Blueprints of the Afterlife: A Novel by Ryan Boudinot (Black Cat, $14, 9780802170910). "It's not just that there's Seattle lurking, both familiar and eerily altered, in Boudinot's joltingly intense new novel set in a not-so-distant future; it's also that the people who inhabit Blueprints of the Afterlife take as given this strange new world. They give it battle, still going at life in full-tilted measure as much as anyone ever could--even if it means sometimes facing the clone of someone who is known or loved. This is a brave, daring, entrancing book, one that elicits empathy for the characters in it, even as it makes you look at the real world around you with different, startled eyes." --Rick Simonson, Elliott Bay Book Company, Seattle, Wash.

For Ages 9 to 12

An Elephant in the Garden by Michael Morpurgo (Feiwel & Friends, $16.99, 9780312593698). "Confined to her nursing home bed, 82-year-old Lizzie tells an outrageous but true story to Karl and his mother. While awaiting the return of Papi from World War II, 16-year-old Lizzie, her young brother, Karli, and her mother make their garden home to a four-year-old orphaned elephant from the zoo. Dresden, Germany, is sure to be bombed, and the zoo will be forced to kill the larger animals that may pose a threat to the city. Marlene, the adored elephant, breaks loose, beginning a chase that leads them away from Dresden and saves them from warfare. Lizzie's story is laced with details that bring history to life." --Jane Morck, Third Place Books, Lake Forest Park, Wash.

[Many thanks to IndieBound and the ABA!]


Book Review

Review: Gypsy Boy

Gypsy Boy: My Life in the Secret World of the Romany Gypsies by Mikey Walsh (Thomas Dunne/St. Martin's, $24.99 hardcover, 9780312622084, February 14, 2012)

Mikey Walsh, the pseudonymous author of Gypsy Boy, was born fat, ugly and silent; even when he falls down the church steps as an infant and lands face-down, he doesn't make a sound. Though he spends his childhood playing dress-up as Aunt Sadly with his older sister, Frankie, he can't escape his fate: all Gypsy men, he tells us, "have to fight as part of their day-to-day life."
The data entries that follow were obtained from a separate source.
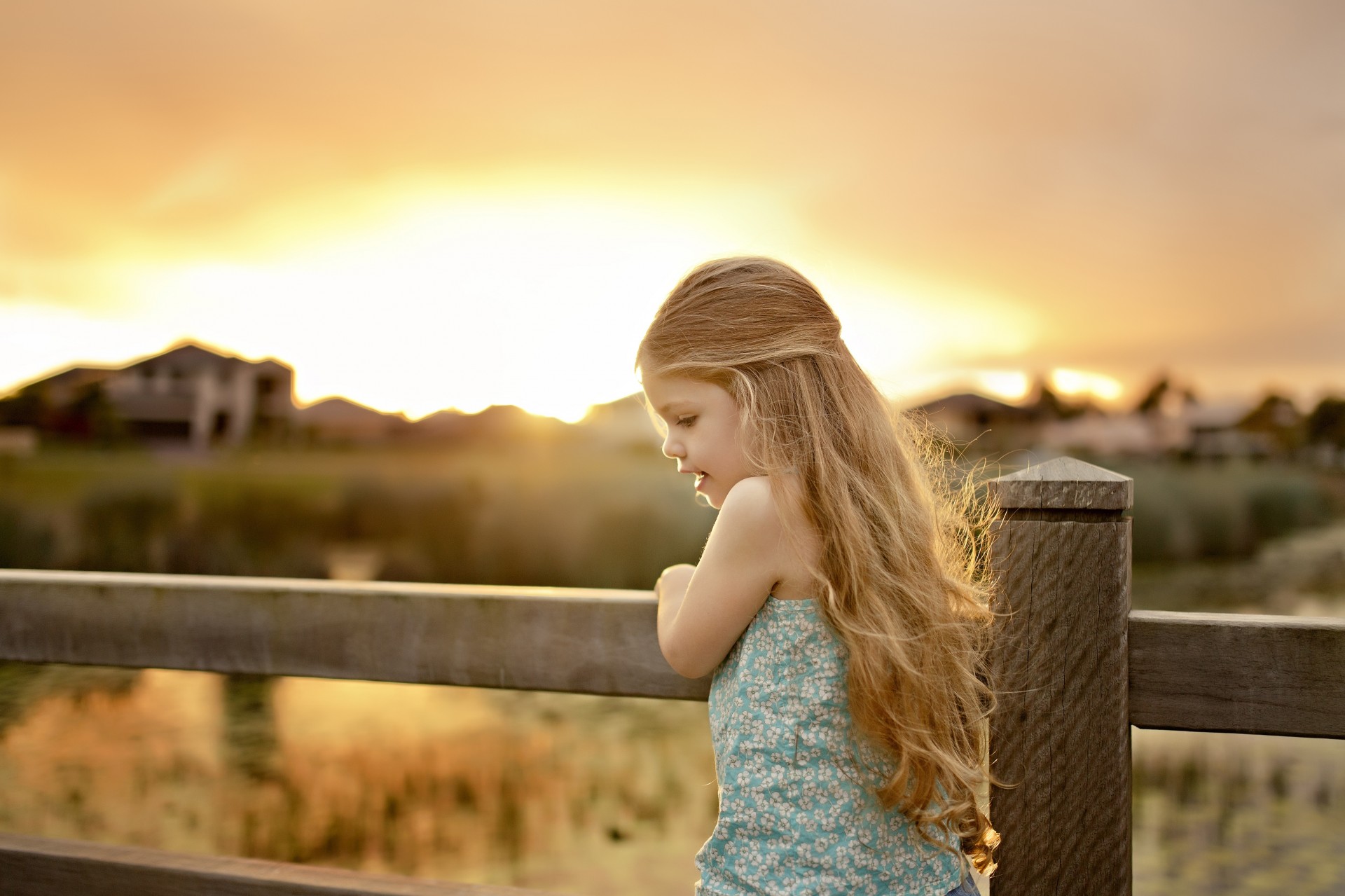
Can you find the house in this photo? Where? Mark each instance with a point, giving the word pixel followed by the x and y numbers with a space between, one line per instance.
pixel 991 425
pixel 191 396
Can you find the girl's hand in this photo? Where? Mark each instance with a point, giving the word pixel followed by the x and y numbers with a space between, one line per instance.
pixel 674 580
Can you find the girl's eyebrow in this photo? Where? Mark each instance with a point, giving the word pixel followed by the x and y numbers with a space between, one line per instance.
pixel 666 409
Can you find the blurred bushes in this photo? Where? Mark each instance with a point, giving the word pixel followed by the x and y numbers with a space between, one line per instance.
pixel 1187 511
pixel 573 518
pixel 483 518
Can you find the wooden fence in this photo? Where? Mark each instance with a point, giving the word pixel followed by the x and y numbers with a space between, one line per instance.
pixel 1076 669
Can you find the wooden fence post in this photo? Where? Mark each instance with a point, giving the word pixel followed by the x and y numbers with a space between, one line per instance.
pixel 1060 736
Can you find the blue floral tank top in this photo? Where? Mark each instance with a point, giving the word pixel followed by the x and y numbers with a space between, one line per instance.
pixel 798 814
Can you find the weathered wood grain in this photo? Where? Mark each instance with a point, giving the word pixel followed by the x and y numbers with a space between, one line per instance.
pixel 596 642
pixel 39 867
pixel 1060 735
pixel 1238 673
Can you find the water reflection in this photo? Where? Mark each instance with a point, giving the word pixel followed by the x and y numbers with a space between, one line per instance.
pixel 556 792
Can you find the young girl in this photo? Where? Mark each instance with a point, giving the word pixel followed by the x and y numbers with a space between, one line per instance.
pixel 839 602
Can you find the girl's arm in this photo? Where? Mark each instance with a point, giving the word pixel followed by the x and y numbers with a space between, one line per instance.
pixel 705 608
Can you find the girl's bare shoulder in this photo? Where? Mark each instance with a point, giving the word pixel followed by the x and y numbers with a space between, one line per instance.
pixel 779 528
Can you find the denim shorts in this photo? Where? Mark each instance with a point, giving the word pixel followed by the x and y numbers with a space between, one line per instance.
pixel 966 888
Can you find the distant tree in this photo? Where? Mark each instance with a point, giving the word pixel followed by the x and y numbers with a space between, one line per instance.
pixel 1051 406
pixel 1278 419
pixel 90 418
pixel 1159 394
pixel 1327 422
pixel 26 408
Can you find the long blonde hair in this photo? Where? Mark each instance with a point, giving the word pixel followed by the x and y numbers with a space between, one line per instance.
pixel 902 574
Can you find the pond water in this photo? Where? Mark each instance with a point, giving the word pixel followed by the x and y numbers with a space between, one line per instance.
pixel 556 792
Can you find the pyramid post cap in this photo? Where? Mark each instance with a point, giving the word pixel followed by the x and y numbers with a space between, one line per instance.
pixel 1064 483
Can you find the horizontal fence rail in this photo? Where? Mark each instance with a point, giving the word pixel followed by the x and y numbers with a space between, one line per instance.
pixel 41 867
pixel 1191 672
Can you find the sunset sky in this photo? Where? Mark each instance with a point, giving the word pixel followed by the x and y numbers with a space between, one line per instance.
pixel 428 203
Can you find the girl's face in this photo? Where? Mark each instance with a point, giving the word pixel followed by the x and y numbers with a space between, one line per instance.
pixel 703 436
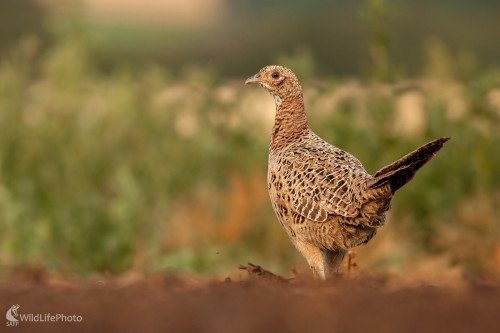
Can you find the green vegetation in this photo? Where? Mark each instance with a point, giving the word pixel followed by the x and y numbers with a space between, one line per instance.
pixel 137 169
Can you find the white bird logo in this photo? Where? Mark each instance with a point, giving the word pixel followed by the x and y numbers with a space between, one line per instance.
pixel 12 313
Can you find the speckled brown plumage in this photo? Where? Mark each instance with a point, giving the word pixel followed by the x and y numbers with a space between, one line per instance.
pixel 323 197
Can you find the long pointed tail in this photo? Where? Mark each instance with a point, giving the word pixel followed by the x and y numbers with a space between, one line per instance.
pixel 402 171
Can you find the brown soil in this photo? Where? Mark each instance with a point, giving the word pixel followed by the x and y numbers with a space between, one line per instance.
pixel 261 302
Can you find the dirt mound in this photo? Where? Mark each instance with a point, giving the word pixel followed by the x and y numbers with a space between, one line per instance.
pixel 259 303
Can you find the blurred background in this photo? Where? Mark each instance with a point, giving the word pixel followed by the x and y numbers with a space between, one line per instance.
pixel 128 142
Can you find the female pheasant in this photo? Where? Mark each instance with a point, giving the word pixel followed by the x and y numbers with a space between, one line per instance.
pixel 323 197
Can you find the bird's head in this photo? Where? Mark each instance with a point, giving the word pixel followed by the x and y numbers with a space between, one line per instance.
pixel 278 80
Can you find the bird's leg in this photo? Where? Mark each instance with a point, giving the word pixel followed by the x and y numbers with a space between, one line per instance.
pixel 332 261
pixel 314 257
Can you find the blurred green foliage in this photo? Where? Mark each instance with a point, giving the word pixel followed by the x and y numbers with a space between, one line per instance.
pixel 137 168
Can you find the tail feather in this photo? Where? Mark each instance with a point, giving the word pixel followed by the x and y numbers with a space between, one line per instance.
pixel 402 171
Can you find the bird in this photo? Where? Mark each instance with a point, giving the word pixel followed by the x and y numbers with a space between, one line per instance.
pixel 322 196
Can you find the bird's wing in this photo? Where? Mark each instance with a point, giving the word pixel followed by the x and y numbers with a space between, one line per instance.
pixel 323 181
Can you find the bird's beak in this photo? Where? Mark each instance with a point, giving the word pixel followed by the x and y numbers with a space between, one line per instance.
pixel 253 79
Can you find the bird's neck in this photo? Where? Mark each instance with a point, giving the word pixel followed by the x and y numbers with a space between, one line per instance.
pixel 290 121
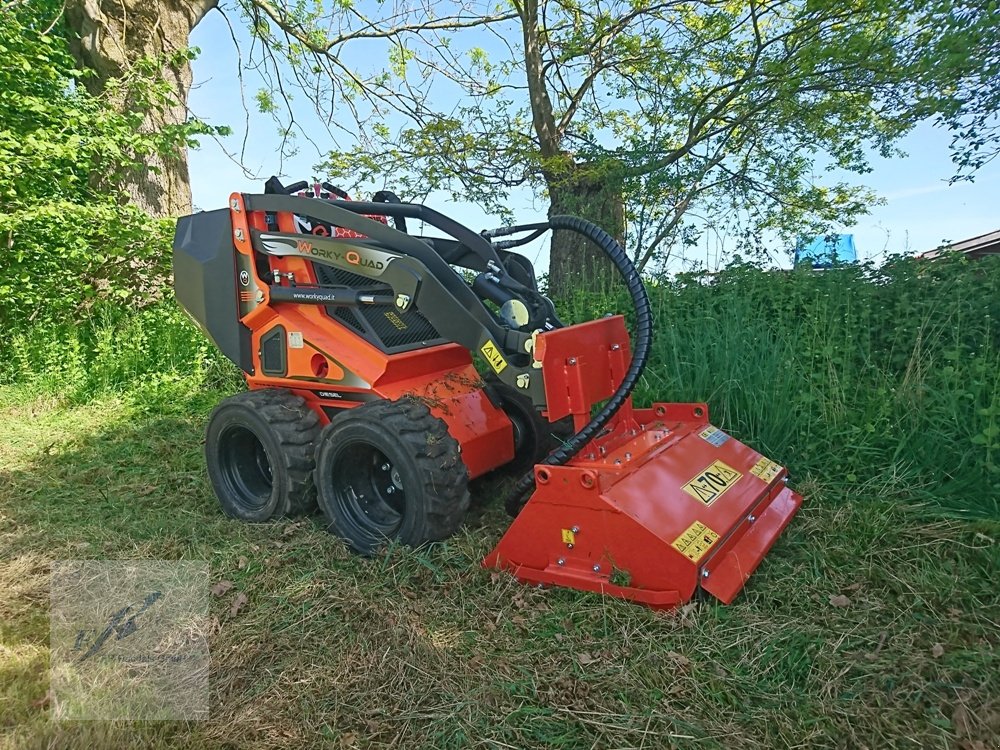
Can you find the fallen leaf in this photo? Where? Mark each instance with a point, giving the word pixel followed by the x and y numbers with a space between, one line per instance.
pixel 240 600
pixel 221 587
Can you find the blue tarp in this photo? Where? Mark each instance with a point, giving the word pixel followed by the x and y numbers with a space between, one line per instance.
pixel 826 250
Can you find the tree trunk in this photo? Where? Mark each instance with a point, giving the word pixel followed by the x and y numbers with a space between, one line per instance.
pixel 574 262
pixel 111 36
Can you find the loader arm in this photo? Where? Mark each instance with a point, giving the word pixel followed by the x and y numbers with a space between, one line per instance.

It's Mikey's bad luck to be born into a family that holds the title for the bare-knuckle fighting crown. At the age of six, he's forced into the ring to fight an experienced adolescent more than twice his age. He's a sitting duck for every Gypsy boy who comes to his family's camp to challenge him. That they beat him is bad enough, but every loss is followed by a far more brutal beating from Mikey's father--one of the scariest men to walk through a memoir in years, unleashing pitiless blows on his gentle son at every opportunity, then beating the narrator's beautiful mother (especially when she tries to protect Mikey).

From family violence to the horrors of cockfighting, from stealing bikes from the local sports center to squeezing juice out of slugs as a remedy for warts, Mikey makes the gaudy world of Romany Gypsies in the U.K. erupt into life, interspersing these scenes with moments of tenderness and goofy comedy. The richest aspect of Gypsy Boy, though, is the vibrant and multidimensional characters who populate Mikey's family, arriving noisily in their battered orange-and-brown vans: Auntie Maudie, who displays her artificial breasts in pink velour tracksuits; Auntie Minnie, chain-smoking kleptomaniac queen of the shoplifting circuit; and Uncle Joseph, the only uncle to show the boy kindness, who then ends up raping him repeatedly throughout his childhood.

This harrowing memoir batters the reader with a no-apologies account of a life of cheating and swindling, a brutal education in petty crime interspersed with constant child abuse. That it manages to climax on a note of triumph--as Mikey, having realized that he's gay, breaks free from his family with the help of a friendly, blue-eyed barman--says plenty about the spunky, resilient narrator, a human punching bag who is finally forced to sacrifice the Gypsy world he loves and the mother he adores to escape into a new life where he can be himself. --Nick DiMartino

Shelf Talker: The brutal life of a gay Gypsy boy forced to defend his family's bare-knuckle fighting title is a gritty, no-apologies account of a colorful, violent subculture.